MLB made a switch this year, sending the problematic nomenclature of the DL packing, and replacing it with the Injured List.
And the New York Yankees, ever the gentlemen with their cleanly shorn faces, are playing the part of good hosts.
Just a week into the season, the otherwise terrifying Yankees squad has a whopping 11 players on the IL. And we’re not talking fringe 40-man roster guys who are being stored on the 60-day IL just because. Here’s the list:
Now, the Bronx Bombers weren’t hit by a plague at the start of the season - they’ve come about their IL trips in myriad ways. Some, like Gregorious and Montgomery, and still recovering from Tommy John surgery that occurred during the 2018 season. Others, like Severino, have been flirting with health but haven’t quite been able to get there. And still others, like Stanton and Tulowitzki, simply couldn’t make it through opening week unscathed.
You almost admire their creativity in finding ways to get on the IL.
Naturally, the loss of these players hurts New York. Those 11 players combined for 30.5 WAR last year (or, in the case of those who missed last season, 2017). To put that in perspective, the nine players that took the field on Opening Day for the San Francisco Giants combined for 9.0 WAR last year.
If the Yankees IL decided to secede from the Steinbrenners, they would be able to form a baseball team much better than what the Giants are currently offering. That’s how much talent is missing.
While injuries are never worth cheering, competitive baseball is. And the Yankees loss has been the gain of a few other teams - namely the Tampa Bay Rays.
The Rays entered the season in an odd position. Many counted on them to be among the best teams in the American League, but they played in a division with two teams that held very legitimate aspirations of 100 wins.
But then the Yankees went and got themselves an injured player for every two healthy ones. And the Boston Red Sox decided they’re not yet ready for a championship hangover - they’re still drunk.
And just like that, the funny-shaped door in the AL East is open for the Rays. After beating the Giants on Friday, the Rays moved to 6-2, with a healthy lead over both the Yankees and the Red Sox.
It’s a long season. But it’s already 5% of the way over, and this 5% is as important as any other 5%. Yes, even that 5%. And in order to win, you need breaks. You make some of those breaks, and you stumble across others along the way.
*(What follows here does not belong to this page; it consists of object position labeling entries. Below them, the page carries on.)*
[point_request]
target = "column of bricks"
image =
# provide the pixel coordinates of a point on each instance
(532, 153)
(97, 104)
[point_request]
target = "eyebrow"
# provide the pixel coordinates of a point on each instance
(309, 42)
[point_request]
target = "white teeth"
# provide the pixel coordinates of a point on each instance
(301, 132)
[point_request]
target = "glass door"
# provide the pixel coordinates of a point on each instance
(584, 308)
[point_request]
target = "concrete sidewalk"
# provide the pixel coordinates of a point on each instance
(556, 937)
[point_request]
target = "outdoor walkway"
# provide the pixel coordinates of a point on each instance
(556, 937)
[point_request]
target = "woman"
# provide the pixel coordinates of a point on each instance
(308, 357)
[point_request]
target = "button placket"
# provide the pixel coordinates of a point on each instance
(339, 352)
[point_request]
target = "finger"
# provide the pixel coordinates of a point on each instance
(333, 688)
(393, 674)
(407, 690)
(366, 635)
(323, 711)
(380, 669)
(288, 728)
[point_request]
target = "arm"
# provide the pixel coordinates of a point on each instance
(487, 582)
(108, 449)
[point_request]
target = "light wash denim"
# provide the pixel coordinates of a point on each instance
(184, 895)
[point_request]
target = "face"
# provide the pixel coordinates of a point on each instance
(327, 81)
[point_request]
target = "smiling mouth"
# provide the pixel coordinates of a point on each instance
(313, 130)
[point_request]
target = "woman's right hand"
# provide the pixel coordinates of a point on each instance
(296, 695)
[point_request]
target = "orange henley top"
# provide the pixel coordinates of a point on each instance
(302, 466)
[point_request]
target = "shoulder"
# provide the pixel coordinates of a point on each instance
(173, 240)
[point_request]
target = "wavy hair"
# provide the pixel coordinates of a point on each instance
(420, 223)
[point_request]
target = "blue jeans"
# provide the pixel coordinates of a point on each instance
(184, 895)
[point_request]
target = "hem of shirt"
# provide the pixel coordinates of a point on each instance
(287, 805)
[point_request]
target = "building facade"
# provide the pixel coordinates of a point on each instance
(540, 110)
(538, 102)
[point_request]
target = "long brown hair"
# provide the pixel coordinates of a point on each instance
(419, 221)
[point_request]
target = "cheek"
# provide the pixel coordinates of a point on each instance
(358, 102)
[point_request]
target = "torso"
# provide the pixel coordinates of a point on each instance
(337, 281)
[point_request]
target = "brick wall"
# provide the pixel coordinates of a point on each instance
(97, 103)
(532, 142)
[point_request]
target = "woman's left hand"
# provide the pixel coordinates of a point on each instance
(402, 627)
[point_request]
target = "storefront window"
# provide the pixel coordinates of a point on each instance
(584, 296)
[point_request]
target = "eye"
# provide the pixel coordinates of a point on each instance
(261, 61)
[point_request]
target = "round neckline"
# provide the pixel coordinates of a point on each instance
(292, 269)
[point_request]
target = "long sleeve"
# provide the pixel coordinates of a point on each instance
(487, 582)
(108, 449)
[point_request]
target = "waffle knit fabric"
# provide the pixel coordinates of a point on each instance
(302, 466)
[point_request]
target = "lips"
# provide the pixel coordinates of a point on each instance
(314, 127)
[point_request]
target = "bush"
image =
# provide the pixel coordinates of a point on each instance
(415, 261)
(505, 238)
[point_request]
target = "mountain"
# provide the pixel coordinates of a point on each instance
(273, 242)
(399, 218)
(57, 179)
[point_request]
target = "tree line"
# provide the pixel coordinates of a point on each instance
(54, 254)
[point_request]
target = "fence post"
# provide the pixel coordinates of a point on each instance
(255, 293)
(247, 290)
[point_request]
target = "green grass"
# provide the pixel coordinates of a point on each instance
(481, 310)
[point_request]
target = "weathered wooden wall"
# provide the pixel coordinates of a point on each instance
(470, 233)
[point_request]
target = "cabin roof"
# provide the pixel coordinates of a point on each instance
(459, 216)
The Yankees could get healthy and run away with the division by mid-May. The Red Sox could wake up, start playing the way we all expect them to do, and rattle off 17 wins in their next 20 games.
But for now, New York’s insistence on getting to know the newfangled place for injured players, and Boston’s insistence on sleepwalking into the season, and Tampa Bay’s insistence on . . . well . . . being a good baseball team, means the AL East, with its enormity of talent, could be a fun race to watch.